Use the following parametrization for the curve $s$ generated by the intersection:

$s \left(t\right) = \left(x \left(t\right) , y \left(t\right) , z \left(t\right)\right) , t \in \left[0 , 2 \pi\right)$
$x = 5 \cos \left(t\right)$
$y = 5 \sin \left(t\right)$
$z = 75 {\cos}^{2} \left(t\right)$

Note that $s \left(t\right) : \mathbb{R} \to {\mathbb{R}}^{3}$ is a vector valued function of a real variable.

To reach this result, consider the curves that these equations define on certain planes.

The equation ${x}^{2} + {y}^{2} = 25$ defines a circle of radius $5$ centered on the $z$-axis on the planes $z = {c}_{1}$, where ${c}_{1} \in \mathbb{R}$ is any constant.
The equation $z = 3 {x}^{2}$ defines a parabola on any plane $y = {c}_{2}$, where ${c}_{2} \in \mathbb{R}$ is another constant.
The surfaces are, therefore, those obtained by translating the circle along the $z$-axis and the parabola along the $y$-axis.

To obtain a parametrization for the intersection curve $s$, we must find equations for $x$, $y$ and $z$ as functions of $t$ that obey both equations given in the problem.

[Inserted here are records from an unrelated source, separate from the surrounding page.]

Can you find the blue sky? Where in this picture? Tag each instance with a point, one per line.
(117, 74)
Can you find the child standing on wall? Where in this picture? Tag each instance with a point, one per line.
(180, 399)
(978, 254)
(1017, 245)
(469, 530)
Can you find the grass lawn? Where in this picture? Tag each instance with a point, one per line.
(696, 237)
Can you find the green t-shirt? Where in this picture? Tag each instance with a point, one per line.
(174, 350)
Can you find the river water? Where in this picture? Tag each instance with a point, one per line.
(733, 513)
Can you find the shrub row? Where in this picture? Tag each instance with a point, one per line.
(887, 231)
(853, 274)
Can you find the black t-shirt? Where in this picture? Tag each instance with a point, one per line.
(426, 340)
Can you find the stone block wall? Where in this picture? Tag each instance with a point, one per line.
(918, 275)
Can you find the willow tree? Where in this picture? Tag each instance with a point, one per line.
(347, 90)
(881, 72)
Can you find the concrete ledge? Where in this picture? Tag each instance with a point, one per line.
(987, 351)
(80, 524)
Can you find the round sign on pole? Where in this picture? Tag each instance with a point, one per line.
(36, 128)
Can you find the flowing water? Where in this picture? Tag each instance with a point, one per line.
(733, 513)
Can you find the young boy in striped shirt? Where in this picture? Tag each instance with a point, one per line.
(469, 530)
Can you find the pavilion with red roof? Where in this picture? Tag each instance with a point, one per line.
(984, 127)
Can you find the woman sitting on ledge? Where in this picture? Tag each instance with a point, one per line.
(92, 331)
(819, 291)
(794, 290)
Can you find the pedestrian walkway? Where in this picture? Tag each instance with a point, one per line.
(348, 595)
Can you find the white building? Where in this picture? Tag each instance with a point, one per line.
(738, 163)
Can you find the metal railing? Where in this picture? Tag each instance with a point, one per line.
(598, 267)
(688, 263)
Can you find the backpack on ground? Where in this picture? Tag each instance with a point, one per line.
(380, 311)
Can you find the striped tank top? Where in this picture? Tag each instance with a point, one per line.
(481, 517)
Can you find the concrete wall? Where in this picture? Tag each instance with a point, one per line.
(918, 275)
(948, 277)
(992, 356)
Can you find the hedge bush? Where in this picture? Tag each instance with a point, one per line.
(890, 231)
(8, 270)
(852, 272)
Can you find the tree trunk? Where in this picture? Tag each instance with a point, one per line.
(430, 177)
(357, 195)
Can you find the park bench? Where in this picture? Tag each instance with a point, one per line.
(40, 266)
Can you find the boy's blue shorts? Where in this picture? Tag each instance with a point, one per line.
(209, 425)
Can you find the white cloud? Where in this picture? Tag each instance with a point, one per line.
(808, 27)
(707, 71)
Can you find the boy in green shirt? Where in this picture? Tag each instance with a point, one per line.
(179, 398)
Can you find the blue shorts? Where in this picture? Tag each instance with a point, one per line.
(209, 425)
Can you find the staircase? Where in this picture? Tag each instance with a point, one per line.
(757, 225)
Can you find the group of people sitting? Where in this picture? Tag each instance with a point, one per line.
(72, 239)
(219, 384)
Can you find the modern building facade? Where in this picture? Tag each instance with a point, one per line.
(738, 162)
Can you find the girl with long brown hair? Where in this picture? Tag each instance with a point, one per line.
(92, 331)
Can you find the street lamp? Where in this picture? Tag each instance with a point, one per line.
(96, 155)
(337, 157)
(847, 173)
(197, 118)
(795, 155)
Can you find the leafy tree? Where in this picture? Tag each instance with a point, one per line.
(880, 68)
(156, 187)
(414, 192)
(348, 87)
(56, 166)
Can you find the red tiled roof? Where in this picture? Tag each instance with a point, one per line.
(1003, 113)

Consider the standard parametrization for a circle $C$ of radius $r$ (it's easy to see that this parametrization fulfils the condition ${x}^{2} + {y}^{2} = {r}^{2}$):

$C \left(t\right) = \left(r \cos \left(t\right) , r \sin \left(t\right)\right) , t \in \left[0 , 2 \pi\right)$

Checking the first equation, we get $r = 5$ and

$x = 5 \cos \left(t\right)$
$y = 5 \sin \left(t\right)$

Now, we already have an expression for $x \left(t\right)$. So, in order to obey the second condition, we make:

$z = 3 {x}^{3} = 3 {\left(5 \cos \left(t\right)\right)}^{2} = 75 {\cos}^{2} \left(t\right)$

And we have the parametrization $s \left(t\right) = \left(x \left(t\right) , y \left(t\right) , z \left(t\right)\right) , t \in \left[0 , 2 \pi\right)$ for $s$.